The CDC’s budget authority (in blue above) is clearly trending downward as the ever-more important Prevention and Public Health Fund (shown in purple) grows each year. But more on that later.
MORE THAN LEVEL-FUNDING – A WIN!
With the national dialogue focused on deficits and budget cutting, most advocates in Washington are not asking for increased spending. Take, for example, this post from the Policy Watch Blog of the Association for Career and Technical Education after the Omnibus bill passed:
On December 17, Congress finalized a funding package that contains the remaining nine appropriations bills for Fiscal Year (FY) 2012, including the Labor, Health and Human Services, and Education Appropriations bill. The legislation passed the House and Senate with bipartisan support. In this bill, [our key program] is level-funded! This is fantastic news!
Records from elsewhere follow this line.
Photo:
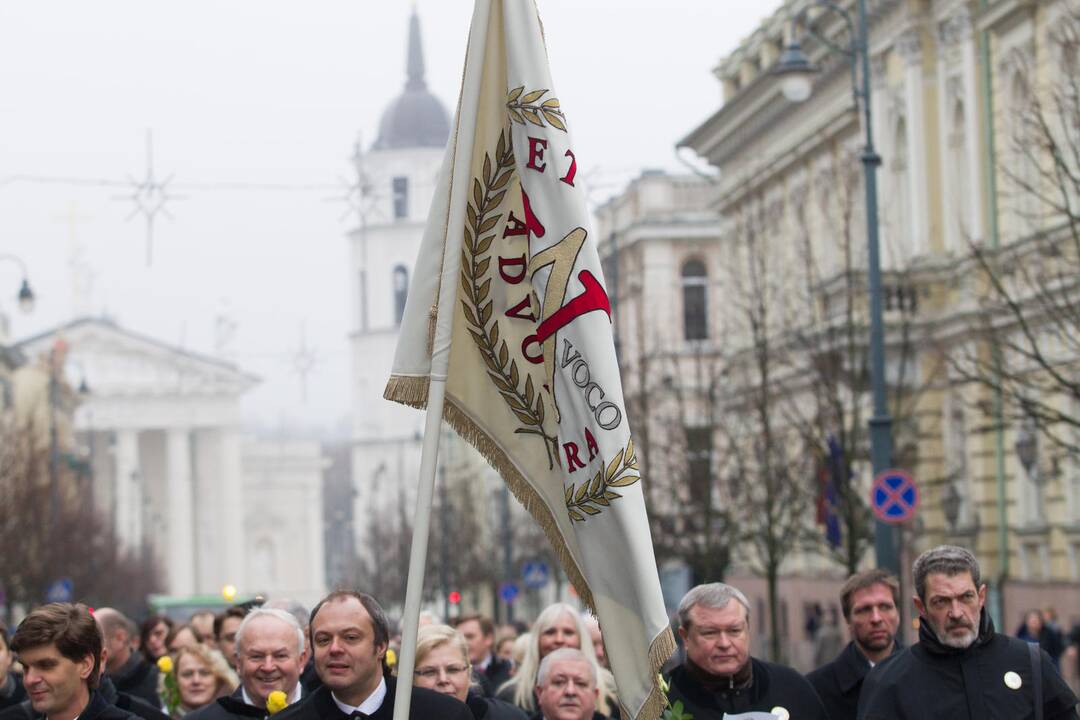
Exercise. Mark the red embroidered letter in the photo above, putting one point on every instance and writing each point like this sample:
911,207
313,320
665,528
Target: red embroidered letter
571,457
537,147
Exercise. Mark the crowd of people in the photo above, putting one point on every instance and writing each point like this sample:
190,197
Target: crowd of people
337,662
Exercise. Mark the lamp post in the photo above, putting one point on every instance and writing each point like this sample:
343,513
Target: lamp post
25,296
796,71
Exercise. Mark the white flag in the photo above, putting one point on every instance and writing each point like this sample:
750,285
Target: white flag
508,304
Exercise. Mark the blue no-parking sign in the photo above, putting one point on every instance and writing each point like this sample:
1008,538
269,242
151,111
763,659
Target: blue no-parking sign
894,497
61,591
535,574
509,592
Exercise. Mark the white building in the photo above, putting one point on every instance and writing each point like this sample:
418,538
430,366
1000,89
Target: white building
174,473
399,174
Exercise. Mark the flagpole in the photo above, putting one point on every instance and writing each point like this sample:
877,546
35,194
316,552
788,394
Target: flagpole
418,556
460,168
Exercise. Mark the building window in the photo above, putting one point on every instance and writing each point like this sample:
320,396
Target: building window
958,230
401,198
401,293
900,242
1035,560
694,317
362,301
699,453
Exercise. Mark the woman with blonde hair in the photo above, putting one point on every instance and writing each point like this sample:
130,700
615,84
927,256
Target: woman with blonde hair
442,664
558,626
202,676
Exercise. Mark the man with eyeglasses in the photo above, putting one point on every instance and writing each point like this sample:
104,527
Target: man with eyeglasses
961,668
270,653
719,678
869,602
349,634
566,687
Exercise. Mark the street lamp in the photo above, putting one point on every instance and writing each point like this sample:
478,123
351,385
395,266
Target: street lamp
796,72
25,296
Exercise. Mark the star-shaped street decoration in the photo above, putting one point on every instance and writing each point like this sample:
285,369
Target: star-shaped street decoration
149,197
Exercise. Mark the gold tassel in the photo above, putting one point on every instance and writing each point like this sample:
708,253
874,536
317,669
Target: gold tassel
432,318
660,651
407,390
471,433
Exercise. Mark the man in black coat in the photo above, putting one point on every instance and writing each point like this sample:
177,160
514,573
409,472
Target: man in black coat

These days, advocacy groups in Washington are generally pleased when they avoid evisceration. And the failure of the Supercommittee hints at even more pressure to cut is in the future. The fact that the CDC’s budget was not cut, but actually did slightly better than level funding is a testament to all who advocated on behalf of the public health this year.
THE PREVENTION FUND
The original intent of the Prevention and Public Health Fund was to do more to combat the rising number of patients entering hospitals with preventable chronic diseases. A well written New York Times opinion piece from April 2011 summarized the value of the fund using the words, “boost,” “build” and “bolster” to describe how the Prevention Fund would improve health and save money down the road.
Unfortunately, this block of funding has become the finger in the dike for our nation’s disease control and prevention efforts. So far, the fund has not helped prevention-focused agencies “build” or “bolster” much of anything new. Instead, the Prevention Fund has kept the CDC from being cut to the bone.
If partisan bickering were ever to do away with the prevention fund at this point – as some in Congress have called for - the CDC would suffer a 12% cut to its budget overnight.